Hanna-Barbera's 1960s cartoon The Jetsons had Americans imagining life with flying cars and robot servants, while the later Stanley Kubrick flick 2001: A Space Odyssey portrayed possible dangers of creating artificial intelligence. While sentient computers and floating cities aren’t part of our everyday 21st-century experiences (yet?), the myriad real and fictitious technologies seen in Arizona Science Center’s POPnology™ hint at future possibilities.
The 9,000-square-foot world premiere exhibition from Stage Nine explores the impact of real-world technologies, as well as the ways technology has been portrayed in film, TV and literature. It’s an immersive, hands-on experience that starts with a walk-through of quotes by such visionaries as Albert Einstein, novelist H.G. Wells and astrophysicist Neil deGrasse Tyson, a.k.a. The Black Science Guy.
“Adults will recognize the influence that art (books, movies etc.) has had on the shaping of technology and will be able to relive many of the great stories of the past,” says David Rock, Arizona Science Center’s Director of Exhibits and Collections. “Kids love seeing R2D2 and Baxter, a smart robot who does a special show every 10 minutes.” Little ones can place shaped cutouts of the Death Star or an engineered dinosaur under a special computer screen for fun factoids, while teens take selfies at the social media booth.
Film and TV memorabilia is scattered throughout the exhibit, from Marty McFly’s hoverboard to 2001’s HAL 9000 supercomputer, E.T., and life-size R2D2 and Terminator droids. For Disnerds – the somewhat self-deprecating nickname used by avid Disneyland fanatics – there’s an autographed Autopia car and porthole from Captain Nemo’s submarine ride, plus designer Edward Eyth’s jetpack as seen in The Rocketeer.

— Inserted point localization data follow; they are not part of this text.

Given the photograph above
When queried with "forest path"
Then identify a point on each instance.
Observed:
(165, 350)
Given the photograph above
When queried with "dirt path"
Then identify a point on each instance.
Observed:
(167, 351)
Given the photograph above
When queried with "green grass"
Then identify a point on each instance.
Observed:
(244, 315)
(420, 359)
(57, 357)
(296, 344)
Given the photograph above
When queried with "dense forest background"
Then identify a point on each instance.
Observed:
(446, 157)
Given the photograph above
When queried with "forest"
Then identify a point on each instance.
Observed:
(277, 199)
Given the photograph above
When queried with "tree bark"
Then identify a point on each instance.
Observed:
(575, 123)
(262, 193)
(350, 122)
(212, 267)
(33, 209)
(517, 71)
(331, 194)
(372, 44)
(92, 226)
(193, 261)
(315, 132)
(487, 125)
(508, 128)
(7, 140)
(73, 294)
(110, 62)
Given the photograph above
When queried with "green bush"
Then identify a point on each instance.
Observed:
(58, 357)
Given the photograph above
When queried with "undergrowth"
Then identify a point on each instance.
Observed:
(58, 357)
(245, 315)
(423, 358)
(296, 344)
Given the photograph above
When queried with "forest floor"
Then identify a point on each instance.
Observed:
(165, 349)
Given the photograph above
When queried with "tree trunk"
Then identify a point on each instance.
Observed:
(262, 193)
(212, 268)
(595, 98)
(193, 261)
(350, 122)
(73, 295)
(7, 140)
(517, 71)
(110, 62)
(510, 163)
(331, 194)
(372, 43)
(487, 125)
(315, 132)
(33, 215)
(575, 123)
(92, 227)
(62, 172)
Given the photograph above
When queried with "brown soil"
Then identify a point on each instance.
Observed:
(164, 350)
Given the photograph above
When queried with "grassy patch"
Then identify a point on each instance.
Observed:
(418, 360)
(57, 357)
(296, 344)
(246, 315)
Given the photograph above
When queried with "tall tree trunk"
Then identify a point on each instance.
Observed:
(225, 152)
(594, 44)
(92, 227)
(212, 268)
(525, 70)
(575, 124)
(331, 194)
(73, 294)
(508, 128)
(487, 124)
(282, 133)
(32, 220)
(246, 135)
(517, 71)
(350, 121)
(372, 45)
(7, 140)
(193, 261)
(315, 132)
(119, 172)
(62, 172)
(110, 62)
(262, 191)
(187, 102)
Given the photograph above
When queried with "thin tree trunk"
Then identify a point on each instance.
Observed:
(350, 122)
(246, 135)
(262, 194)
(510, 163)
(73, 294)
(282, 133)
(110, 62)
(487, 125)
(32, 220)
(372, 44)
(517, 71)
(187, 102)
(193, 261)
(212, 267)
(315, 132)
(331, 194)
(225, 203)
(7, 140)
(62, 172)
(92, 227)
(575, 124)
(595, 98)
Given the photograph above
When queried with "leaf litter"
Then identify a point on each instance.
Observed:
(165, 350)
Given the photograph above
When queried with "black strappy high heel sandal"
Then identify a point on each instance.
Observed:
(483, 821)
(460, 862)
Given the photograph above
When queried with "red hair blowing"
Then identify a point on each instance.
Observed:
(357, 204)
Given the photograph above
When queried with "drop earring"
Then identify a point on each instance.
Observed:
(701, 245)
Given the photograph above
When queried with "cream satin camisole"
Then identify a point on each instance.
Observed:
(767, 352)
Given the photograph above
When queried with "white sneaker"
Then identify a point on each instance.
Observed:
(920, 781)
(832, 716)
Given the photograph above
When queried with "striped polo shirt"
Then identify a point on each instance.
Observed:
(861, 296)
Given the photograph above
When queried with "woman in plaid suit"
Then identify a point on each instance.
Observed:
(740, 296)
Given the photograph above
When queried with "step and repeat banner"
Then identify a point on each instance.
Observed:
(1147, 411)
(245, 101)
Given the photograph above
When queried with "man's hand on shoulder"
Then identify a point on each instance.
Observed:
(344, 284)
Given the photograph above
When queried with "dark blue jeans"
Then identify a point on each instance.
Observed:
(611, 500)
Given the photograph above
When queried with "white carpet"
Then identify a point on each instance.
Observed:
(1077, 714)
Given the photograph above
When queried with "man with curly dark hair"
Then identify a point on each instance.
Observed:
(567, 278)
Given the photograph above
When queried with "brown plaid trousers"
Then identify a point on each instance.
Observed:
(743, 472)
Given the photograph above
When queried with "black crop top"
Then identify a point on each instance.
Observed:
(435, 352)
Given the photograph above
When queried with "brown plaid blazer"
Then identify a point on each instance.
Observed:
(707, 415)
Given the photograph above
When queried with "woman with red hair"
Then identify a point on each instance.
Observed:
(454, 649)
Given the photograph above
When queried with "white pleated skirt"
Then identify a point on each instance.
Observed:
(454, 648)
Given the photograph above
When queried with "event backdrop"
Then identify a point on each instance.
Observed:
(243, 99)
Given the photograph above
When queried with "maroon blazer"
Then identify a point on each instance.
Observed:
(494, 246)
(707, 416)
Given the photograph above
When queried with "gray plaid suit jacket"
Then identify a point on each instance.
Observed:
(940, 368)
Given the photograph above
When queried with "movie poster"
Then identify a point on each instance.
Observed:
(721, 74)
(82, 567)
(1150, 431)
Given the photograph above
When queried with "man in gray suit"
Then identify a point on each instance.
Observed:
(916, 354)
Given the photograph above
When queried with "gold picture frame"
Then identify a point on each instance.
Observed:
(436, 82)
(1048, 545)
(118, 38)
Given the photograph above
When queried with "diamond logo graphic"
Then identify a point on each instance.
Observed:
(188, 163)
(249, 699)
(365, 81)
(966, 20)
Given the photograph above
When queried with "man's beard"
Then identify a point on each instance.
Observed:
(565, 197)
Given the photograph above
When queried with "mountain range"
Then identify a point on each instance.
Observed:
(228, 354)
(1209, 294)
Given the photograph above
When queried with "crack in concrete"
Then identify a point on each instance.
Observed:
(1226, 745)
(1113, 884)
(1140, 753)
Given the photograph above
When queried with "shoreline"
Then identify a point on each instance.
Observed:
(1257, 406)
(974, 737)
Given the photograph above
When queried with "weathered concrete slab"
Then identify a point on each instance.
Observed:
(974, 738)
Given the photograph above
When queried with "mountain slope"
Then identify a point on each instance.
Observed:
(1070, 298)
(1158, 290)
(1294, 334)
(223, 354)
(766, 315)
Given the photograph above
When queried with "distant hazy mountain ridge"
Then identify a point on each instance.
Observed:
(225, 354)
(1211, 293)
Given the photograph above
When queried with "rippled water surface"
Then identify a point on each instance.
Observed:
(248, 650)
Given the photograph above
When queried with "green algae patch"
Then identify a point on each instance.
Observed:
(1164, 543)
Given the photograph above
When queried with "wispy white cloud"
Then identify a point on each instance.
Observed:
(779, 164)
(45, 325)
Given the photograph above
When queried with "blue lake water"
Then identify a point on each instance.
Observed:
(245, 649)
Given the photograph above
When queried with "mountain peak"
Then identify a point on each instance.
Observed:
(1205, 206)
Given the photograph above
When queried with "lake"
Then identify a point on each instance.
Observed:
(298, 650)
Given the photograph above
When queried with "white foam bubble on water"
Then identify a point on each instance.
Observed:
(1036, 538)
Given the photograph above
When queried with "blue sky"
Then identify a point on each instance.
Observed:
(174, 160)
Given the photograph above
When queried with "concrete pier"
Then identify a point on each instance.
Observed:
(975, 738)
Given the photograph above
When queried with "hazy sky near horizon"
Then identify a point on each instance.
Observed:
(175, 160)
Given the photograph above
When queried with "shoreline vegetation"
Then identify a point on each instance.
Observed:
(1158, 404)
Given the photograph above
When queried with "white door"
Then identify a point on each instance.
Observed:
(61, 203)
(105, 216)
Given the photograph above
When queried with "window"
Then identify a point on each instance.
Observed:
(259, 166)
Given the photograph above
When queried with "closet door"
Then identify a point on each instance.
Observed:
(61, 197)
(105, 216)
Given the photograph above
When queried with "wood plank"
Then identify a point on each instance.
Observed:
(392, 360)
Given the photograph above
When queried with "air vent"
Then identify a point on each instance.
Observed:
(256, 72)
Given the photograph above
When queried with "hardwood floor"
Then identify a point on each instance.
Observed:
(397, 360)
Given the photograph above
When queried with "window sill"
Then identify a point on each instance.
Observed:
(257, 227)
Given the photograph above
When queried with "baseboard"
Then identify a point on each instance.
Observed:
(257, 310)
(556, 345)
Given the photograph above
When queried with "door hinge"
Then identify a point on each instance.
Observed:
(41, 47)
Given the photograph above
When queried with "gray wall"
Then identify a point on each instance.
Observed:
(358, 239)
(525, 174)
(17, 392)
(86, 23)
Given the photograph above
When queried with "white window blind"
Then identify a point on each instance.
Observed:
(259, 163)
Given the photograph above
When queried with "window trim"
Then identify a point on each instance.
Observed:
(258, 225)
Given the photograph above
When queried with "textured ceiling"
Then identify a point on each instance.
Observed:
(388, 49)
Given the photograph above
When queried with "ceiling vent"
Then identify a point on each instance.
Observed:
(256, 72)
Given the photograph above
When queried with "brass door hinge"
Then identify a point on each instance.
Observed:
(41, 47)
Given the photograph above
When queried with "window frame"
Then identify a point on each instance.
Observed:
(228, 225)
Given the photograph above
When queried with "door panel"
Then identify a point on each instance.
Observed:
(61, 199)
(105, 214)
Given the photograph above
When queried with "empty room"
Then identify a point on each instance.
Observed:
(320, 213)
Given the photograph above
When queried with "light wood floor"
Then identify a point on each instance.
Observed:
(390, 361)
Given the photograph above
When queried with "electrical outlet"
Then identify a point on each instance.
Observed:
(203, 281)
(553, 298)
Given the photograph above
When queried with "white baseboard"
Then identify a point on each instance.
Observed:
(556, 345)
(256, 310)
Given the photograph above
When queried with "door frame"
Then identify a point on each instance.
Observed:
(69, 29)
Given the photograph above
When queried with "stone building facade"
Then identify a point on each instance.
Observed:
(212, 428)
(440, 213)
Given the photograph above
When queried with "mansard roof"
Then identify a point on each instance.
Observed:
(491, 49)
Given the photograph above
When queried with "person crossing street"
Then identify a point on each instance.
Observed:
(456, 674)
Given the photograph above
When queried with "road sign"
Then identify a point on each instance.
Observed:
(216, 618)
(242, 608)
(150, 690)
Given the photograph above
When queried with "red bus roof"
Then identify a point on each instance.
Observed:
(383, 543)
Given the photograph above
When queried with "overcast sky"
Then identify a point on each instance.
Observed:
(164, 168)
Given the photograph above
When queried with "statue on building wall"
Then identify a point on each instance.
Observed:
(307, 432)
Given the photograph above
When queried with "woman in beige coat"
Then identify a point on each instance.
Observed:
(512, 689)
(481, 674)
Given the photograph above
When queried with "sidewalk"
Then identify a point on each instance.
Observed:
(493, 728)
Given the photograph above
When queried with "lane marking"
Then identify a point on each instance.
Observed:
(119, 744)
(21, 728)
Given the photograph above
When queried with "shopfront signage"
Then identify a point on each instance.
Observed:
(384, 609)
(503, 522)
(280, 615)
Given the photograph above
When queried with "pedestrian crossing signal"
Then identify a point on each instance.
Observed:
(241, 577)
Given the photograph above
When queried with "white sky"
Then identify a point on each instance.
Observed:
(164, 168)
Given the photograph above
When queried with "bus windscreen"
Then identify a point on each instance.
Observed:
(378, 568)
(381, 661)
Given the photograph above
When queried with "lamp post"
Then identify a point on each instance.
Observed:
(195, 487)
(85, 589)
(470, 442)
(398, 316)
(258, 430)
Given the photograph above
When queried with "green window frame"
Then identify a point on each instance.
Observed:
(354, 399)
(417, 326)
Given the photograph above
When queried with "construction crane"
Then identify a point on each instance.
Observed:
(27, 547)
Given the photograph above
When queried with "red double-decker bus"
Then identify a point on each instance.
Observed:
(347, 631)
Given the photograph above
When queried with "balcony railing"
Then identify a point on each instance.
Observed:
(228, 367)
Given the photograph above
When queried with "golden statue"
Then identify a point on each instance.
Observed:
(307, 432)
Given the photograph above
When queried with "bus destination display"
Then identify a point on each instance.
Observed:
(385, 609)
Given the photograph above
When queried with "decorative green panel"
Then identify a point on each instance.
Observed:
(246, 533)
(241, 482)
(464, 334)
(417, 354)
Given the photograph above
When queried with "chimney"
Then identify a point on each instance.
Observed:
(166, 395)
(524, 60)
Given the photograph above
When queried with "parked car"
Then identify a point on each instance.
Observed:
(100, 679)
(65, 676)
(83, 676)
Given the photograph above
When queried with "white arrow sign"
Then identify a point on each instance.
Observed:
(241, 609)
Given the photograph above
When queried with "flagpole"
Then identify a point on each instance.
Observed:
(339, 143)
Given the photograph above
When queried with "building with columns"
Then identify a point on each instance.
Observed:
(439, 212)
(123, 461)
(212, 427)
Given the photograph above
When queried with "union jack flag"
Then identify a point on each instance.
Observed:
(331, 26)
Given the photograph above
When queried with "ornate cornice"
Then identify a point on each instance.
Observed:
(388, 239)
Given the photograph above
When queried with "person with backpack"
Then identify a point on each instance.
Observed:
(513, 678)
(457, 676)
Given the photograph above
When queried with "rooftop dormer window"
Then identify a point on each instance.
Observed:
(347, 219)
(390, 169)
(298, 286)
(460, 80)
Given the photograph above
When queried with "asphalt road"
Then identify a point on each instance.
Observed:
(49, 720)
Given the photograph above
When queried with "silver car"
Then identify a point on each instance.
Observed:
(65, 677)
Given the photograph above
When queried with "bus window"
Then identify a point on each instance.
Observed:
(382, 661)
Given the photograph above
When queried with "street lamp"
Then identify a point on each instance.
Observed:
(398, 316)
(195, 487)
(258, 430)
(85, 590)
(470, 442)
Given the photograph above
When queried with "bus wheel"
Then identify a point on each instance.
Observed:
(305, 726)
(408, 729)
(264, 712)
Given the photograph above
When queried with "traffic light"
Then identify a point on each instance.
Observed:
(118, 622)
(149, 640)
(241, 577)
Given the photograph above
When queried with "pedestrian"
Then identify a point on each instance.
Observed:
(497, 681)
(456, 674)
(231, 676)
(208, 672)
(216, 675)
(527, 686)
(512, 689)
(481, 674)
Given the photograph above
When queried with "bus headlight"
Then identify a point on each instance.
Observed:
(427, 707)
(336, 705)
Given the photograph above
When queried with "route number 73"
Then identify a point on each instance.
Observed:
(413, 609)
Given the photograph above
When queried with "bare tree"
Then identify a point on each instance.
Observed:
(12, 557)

Some of POPnology’s more impressive displays include the world’s first 3D-printed car and a NVIDIA computer that powers self-driving vehicles. “These concepts, and the history that has preceded them, are perfect examples of how imagination can turn to reality,” says Rock. Another example of fictional technology brought to life is the Oculus Rift virtual reality gaming system. POPnology’s live demo originally included an earthquake-like simulation where buildings began to crumble beneath the gamer’s feet, but its visuals were so intense that participants literally fell over.
POPnology continues through May 15 at Arizona Science Center (600 E. Washington St., Phoenix). Special exhibition tickets are $12 for adults; $10 ages 3-17; children 2 and younger free (not including general admission costs).